Prima il limbo tariffario e il drastico calo della domanda di trasporto, poi la corsa forsennata all’importazione di merce cinese da parte dei caricatori statunitensi e il rialzo repentino dei noli.
L’incertezza continua a regnare sovrana nel mercato del trasporto marittimo di container.
L’accordo tra Stati Uniti e Cina sulla sospensione dei dazi punitivi ha certamente fatto tirare un sospiro di sollievo ai big carrier, che a seguito dell’introduzione delle tariffe punitive si erano improvvisamente trovati costretti a veleggiare in bonaccia, e ad annunciare nuovi blank sailing per ridurre la capacità, una tecnica utile per pompare le vele in assenza di vento e continuare così a mantenere la redditività a livelli accettabili.
Con la riduzione temporanea delle tariffe daziarie sulle importazioni cinesi, dal 145 al 30%, le aziende statunitensi hanno di fatto colto l’opportunità di rimpinguare nuovamente le scorte a prezzi competitivi. La finestra temporale è però limitata e si chiuderà formalmente il 14 agosto anche se i tempi per spedire la merce saranno ancora più ridotti, perché la dead line indicata fa riferimento alla giorno ultimo entro il quale dovrà essere sdoganata la merce.
“Tutti sono consapevoli delle ricadute positive che la pausa dei 90 giorni può avere sugli affari e gli importatori sono a conoscenza delle implicazioni finanziarie derivanti dal mancato rispetto della scadenza fissata” spiega l’analista di Xeneta, Emily Stausbøll. “Anche se le tariffe spot aumentassero ai livelli registrati durante il picco della perturbazione del Mar Rosso lo scorso anno, sarebbero comunque insignificanti rispetto alle ricadute finanziarie causate da un ritorno dei dazi al 145%” aggiunge.
Gli spedizionieri e i caricatori lo sanno.
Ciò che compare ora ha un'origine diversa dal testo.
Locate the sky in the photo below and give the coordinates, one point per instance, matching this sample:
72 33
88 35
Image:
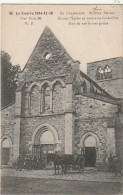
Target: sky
86 43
E lo sanno anche i vettori, che non a caso hanno annunciato nuovi aumenti tariffari a partire dal 1° giugno, aumenti che inevitabilmente spingeranno le tariffe spot tra l’Asia e la costa orientale degli Stati Uniti a toccare i 7000 dollari per ogni container da quaranta piedi movimentato (FEU).
“Non c’è dubbio che i caricatori in import siano disposti a pagare prezzi più alti se questo garantisce che le loro merci arrivino negli Stati Uniti entro la finestra temporale di 90 giorni” dichiara ancora la Stausbøll.
Un atteggiamento non del tutto diverso da quello che gli shipper hanno assunto ad aprile, subito dopo l’annuncio del Liberation Day, quando hanno deciso di rivolgersi al ben più costoso trasporto aereo pur di aggirare i dazi.
Di fatto, è indiscutibile che oggi le compagnie di navigazione si trovino in una posizione di forza e proveranno ad alzare le vele pur di ottenere il massimo da ogni refolo di vento. Ma fino a che punto potranno spingersi con la richiesta di nuovi aumenti tariffari?
La risposta a questa domanda non sta nella ragionevolezza dei vettori, né nell’equilibrio tra capacità di trasporto disponibile e domanda. “I noli aumenteranno a seconda del livello che gli spedizionieri saranno disposti a pagare per garantire che le loro merci vengano movimentate” afferma l’analista di Xeneta.
L’andamento delle tariffe nel mercato del trasporto marittimo di container evidenza questa tendenza.
Dal 14 maggio scorso, giorno dell’annuncio della sospensione dei dazi, i noli spot applicati al trade Cina- US west coast sono ad esempio aumentati in media dell’8%, passando dai 2.600 ai 2.805 dollari a FEU.
Secondo la consultancy firm danese le tariffe spot medie aumenteranno nel breve termine di ben oltre l’8%. L’improvviso annuncio dei dazi tra Stati Uniti e Cina ha fatto sì che la priorità immediata per gli shipper fosse infatti quella di movimentare le merci.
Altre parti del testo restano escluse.